I was also having this problem after upgrading my kernel from .28 to .32 ...  the solution for me was to switch CONFIG_FRAMEBUFFER_CONSOLE_DETECT_PRIMARY to y.

----------

## Brane2

I have exact same problem oon multiple machinse after upgrading to 2.6.39 ( and later r1 and r2)

I heve chacked that "/usr/src/linux" link points to right sources, I have reemerged klibc and v86d

/sbin/v86d exists and is executable. Also, it is being installed anew after each "emerge v86d".

I fon't use ramdisk and expect from kernel to find and execute v86d from the disk of the root partition, as always.

I also checked in kernel .config file for "CONFIG_FRAMEBUFFER_CONSOLE=y" option, which is set.

dmesg | grep uvesafb gives me: 

 *Quote:*   

> uvesafb: failed to execute /sbin/v86d
> 
> uvesafb: make sure that the v86d helper is installed and executable
> 
> uvesafb: Getting VBE info block failed (eax=0x4f00, err=-2)
> ...

 

Worth pointing out is the fact that this thing behaves differently on different machines:

-on workstation ( Phenom II x4 955BE on AM3 board with inactive AMD graphics and two nVidia cards -7600 GS and 8600 GT and three monitors ) it stopped working after 2.6.37 IIRC

-on server ( Phenom II x4 955BE on AM2+ board with on-board AMD graphics and one small 1280x1024 LCD monitor ) it never worked with uvesafb, but I have to use radeon driver

- on laptop ( Dell Inspiron 1720 with Intel dual core CPU and nVidia based graphics ) it stopped working with kernel 2.6.39*

----------

## <3

are you following these instructions?

----------

## Brane2

I tried it.

It is the same as I practiced it before, only difference is that I rolled now v86d in initramfs as described. 

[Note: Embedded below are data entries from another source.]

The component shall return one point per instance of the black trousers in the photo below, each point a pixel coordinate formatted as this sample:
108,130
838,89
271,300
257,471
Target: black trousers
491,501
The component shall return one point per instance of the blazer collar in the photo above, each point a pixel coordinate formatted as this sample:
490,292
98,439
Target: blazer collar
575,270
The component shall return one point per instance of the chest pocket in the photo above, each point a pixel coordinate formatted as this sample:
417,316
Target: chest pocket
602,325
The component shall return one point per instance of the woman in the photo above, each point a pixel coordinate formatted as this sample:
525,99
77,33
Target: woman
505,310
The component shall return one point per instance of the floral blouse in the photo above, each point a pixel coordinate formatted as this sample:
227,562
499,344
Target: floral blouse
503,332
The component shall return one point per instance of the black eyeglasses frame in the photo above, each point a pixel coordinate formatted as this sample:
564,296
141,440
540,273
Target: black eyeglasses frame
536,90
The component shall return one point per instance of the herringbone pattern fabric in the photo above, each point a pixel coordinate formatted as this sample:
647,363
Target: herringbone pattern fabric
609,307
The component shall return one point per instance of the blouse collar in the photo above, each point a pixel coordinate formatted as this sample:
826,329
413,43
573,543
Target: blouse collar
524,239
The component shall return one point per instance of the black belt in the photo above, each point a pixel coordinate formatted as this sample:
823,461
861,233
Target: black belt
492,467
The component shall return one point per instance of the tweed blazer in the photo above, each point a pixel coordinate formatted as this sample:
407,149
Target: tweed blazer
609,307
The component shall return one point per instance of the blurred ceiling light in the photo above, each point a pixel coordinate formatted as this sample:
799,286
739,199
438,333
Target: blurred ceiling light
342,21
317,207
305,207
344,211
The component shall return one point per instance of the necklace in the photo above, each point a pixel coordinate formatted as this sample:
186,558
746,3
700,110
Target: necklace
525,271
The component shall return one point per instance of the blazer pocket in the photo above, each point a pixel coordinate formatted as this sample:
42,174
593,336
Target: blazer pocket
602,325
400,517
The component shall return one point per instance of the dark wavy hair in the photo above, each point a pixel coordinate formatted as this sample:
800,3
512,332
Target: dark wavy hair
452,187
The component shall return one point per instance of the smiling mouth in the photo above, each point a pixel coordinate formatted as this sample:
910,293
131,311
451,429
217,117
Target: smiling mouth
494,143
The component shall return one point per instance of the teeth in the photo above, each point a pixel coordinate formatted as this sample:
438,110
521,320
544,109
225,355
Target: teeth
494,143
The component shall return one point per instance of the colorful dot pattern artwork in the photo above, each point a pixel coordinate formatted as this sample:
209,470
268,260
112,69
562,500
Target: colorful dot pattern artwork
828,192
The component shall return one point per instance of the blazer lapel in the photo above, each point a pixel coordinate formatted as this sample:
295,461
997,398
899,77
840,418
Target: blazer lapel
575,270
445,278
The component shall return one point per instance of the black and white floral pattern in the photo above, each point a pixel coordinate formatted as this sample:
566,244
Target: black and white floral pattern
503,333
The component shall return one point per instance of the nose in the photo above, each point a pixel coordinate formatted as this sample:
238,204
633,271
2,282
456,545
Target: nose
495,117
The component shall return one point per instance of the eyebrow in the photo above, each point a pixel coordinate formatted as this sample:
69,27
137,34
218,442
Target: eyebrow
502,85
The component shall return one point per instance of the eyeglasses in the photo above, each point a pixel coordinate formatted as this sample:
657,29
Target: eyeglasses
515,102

And kernel boot parameters are a bit differently expressed now.

It did the trick on my workstation, but it still refuses to work on notebook.

----------

## Brane2

Here is output of "dmesg | grep uvesafb" from notebook:

 *Quote:*   

> ommand line: root=/dev/md124 uvesafb.mtrr=3 uvesafb.mode_option=1920x1200-16@60 
> 
> Kernel command line: root=/dev/md124 uvesafb.mtrr=3 uvesafb.mode_option=1920x1200-16@60 
> 
> uvesafb: NVIDIA Corporation, G84 Board - p410h1  , Chip Rev   , OEM: NVIDIA, VBE v3.0
> ...

 

----------